20+ years later the Unix shell is still the fastest way to get work done on a bunch of files. I'm still regularly combining grep, awk, sort, uniq, etc to do analysis on data.

One common task is doing work for every line of a file.

for f in `cat list`; do
  ls -l "$f"
done

There are a lot of reasons this idiom is broken. The worst problem is that it doesn't work if the lines in the file list have spaces in them and no amount of quoting will fix it. Also if list is large (32k?) it fails because everything's expanded in the limited command line buffer.

The idiom works often enough that I use it all the time. And when I do I have a problem, I'm always left scratching my head to remember the right way. Well, here it is (in bash):

cat list | while read f; do
  ls -l "$f"
done

The read command in bash is a magic builtin. It reads a line from stdin and assigns its contents to shell variables. It also has a return code when EOF is reached, allowing a clean exit from a loop.

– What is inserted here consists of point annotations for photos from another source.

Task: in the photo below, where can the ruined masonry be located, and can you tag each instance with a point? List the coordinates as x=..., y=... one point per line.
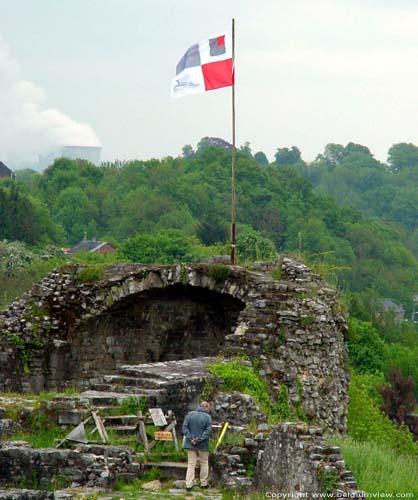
x=75, y=331
x=150, y=331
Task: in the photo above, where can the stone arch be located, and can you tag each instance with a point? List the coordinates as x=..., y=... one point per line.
x=150, y=321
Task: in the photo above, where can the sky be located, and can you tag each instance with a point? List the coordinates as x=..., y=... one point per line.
x=308, y=73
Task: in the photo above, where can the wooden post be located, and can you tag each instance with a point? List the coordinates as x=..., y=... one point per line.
x=233, y=253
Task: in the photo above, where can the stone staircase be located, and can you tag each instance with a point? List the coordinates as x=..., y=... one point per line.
x=170, y=385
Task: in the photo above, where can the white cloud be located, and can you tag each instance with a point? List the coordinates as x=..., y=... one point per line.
x=28, y=127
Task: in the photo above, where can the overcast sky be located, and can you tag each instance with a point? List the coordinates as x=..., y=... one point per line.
x=307, y=73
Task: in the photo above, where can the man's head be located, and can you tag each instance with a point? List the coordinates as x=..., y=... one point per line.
x=206, y=406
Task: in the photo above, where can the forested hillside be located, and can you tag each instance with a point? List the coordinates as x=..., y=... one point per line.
x=349, y=223
x=350, y=217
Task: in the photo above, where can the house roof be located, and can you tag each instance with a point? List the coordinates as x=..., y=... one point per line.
x=87, y=246
x=5, y=171
x=391, y=304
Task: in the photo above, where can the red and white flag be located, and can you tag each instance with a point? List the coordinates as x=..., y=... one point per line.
x=207, y=65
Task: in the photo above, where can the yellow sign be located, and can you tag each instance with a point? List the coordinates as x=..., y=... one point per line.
x=163, y=436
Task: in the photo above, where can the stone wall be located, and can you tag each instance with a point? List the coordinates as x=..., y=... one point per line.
x=297, y=459
x=81, y=321
x=87, y=465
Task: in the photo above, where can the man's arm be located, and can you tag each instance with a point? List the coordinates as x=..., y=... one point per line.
x=185, y=428
x=207, y=430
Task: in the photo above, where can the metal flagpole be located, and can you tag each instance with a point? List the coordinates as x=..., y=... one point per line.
x=233, y=256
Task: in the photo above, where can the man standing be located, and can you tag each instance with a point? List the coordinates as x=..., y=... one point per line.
x=197, y=427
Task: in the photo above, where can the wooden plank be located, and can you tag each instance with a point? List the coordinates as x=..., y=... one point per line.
x=142, y=434
x=176, y=443
x=100, y=427
x=65, y=439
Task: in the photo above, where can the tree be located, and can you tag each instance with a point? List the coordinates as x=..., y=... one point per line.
x=252, y=245
x=356, y=148
x=286, y=156
x=74, y=211
x=168, y=246
x=245, y=150
x=24, y=218
x=333, y=155
x=398, y=396
x=401, y=156
x=261, y=158
x=365, y=346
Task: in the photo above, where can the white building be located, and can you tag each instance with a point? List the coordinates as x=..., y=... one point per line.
x=89, y=153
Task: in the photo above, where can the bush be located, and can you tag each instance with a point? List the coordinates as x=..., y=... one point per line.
x=377, y=468
x=367, y=423
x=366, y=348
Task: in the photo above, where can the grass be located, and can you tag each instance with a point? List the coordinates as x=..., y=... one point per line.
x=377, y=468
x=41, y=438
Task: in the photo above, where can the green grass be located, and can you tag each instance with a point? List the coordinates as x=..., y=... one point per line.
x=42, y=438
x=377, y=468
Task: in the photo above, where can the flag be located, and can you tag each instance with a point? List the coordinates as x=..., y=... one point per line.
x=206, y=65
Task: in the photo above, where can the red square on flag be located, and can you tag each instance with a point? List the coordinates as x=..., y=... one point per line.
x=218, y=74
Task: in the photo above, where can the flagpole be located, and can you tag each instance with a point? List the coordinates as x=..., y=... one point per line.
x=233, y=256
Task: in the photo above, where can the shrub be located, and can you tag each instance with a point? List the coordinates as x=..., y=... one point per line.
x=367, y=423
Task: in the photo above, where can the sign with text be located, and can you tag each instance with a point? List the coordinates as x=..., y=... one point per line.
x=163, y=436
x=158, y=417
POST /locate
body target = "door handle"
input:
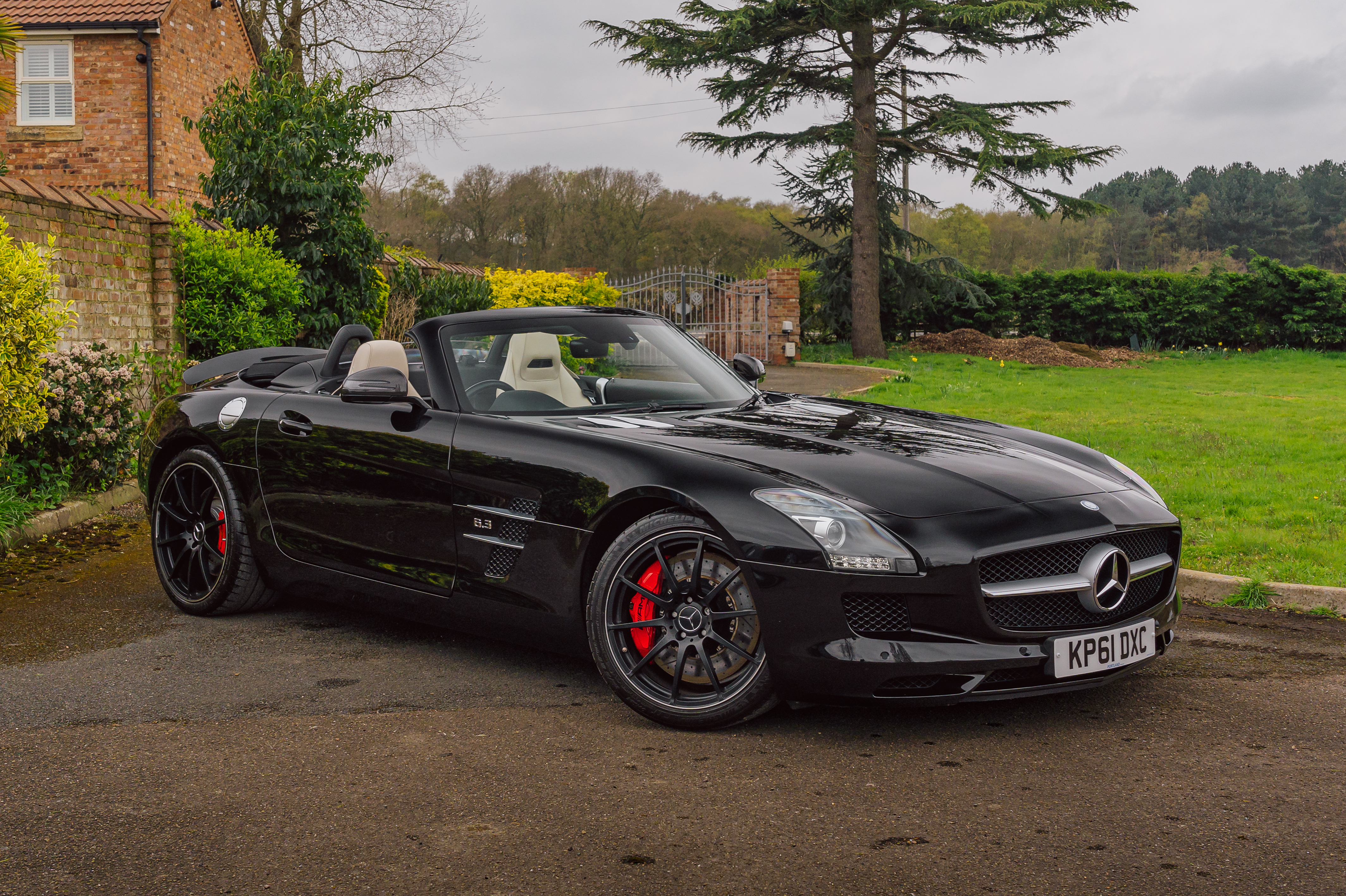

read has a lot of options for how it handles the file input. I'm a bit confused that the above sample works, actually, because the bash docs suggest that each line is parsed via IFS and only the first word assigned to the variable f. But in practice that only seems to happen if you have more than one variable. See the docs for options for line delimiters, assigning to an array, backslash handling, etc.

tech
  2008-03-16 15:39 Z